Barack’s record is clear. There is so much at stake in this election. The direction of our country hangs in the balance. And we face two clear choices in this race, sort of like what he faced in that church basement. We face the choice between the world as it is, and the world as it should be. And we have to ask ourselves in this election, are we willing to settle for the world as it is? Or are we willing to work for the world as it should be? And despite the extraordinary challenges we face today, we have one candidate who believes that the country is moving in the right direction, despite the inequalities created over eight years. And then there’s Barack Obama, the other guy. Barack believes that we must fight for the world as it should be, a world where together, we work to reverse discriminatory laws like DOMA and Don’t Ask, Don’t Tell.
And that’s why he opposes all divisive and discriminatory constitutional amendments, whether it’s a proposed amendment to the California and Florida constitutions, or the U.S. Constitution, because the world as it is should be one that rejects discrimination of all kinds.

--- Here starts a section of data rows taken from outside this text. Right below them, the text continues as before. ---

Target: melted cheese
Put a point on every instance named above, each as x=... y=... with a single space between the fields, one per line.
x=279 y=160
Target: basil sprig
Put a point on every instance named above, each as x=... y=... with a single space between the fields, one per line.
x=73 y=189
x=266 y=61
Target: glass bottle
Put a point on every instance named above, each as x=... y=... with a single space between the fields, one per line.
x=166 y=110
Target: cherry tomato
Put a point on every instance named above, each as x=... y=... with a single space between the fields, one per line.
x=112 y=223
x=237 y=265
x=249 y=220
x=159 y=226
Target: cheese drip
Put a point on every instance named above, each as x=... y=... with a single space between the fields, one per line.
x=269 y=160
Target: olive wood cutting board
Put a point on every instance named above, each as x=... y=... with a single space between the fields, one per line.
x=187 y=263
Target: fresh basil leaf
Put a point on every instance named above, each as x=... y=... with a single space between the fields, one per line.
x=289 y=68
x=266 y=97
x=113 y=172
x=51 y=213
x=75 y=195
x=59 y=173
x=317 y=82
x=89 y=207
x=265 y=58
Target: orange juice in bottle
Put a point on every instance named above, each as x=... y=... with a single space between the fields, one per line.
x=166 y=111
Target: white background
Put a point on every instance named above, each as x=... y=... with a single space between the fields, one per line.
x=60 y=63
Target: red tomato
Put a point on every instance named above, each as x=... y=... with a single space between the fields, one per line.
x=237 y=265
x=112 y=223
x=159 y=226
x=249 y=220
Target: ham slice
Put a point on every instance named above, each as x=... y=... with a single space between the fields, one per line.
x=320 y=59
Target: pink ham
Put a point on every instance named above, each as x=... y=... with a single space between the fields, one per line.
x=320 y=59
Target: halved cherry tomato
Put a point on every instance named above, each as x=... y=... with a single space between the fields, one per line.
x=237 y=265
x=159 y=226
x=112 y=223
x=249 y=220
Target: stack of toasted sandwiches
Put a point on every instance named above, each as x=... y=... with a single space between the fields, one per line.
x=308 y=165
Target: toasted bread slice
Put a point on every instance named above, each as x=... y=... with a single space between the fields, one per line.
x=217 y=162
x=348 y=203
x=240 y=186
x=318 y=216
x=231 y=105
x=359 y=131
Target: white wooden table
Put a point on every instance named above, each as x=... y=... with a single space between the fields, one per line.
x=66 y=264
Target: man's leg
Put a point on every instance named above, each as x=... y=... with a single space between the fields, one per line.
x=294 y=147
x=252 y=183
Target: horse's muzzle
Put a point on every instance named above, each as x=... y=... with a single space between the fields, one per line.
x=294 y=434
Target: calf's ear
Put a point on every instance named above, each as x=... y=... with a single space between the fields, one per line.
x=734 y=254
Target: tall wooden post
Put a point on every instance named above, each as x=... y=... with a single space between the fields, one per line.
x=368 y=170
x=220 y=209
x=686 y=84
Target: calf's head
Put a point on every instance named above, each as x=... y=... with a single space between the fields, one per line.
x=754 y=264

It’s not just about positions that you take. It’s also about the leadership that you provide on these issues. Barack has the courage to talk to skeptical audiences, not just friendly ones. That’s why he told a crowd at a rally in Texas that gays and lesbians deserve equality. And you can imagine in Texas that that crowd got a little quiet. But Barack said, and I quote now, he said, “I’m A Christian, and I praise Jesus every Sunday.” And then the crowd starting cheering. And then he said, “I hear people saying things that I don’t think are very Christian with respect to people who are gay and lesbian.” And you know what? When he said that, the crowd kept cheering. That’s why he told Evangelicals at Rick Warren’s Saddleback Church that we need a renewed call to action on HIV and AIDS. That’s why he went to Ebeneezer Baptist Church, and he said that we need to get over homophobia in the African-American community, that if we’re honest with ourselves, we’ll embrace our gay brothers and sisters instead of scorning them. And that’s why he stood up in 2004 at the Democratic National Convention, and he told all of America that we refuse to be divided anymore. That’s the choice in this election.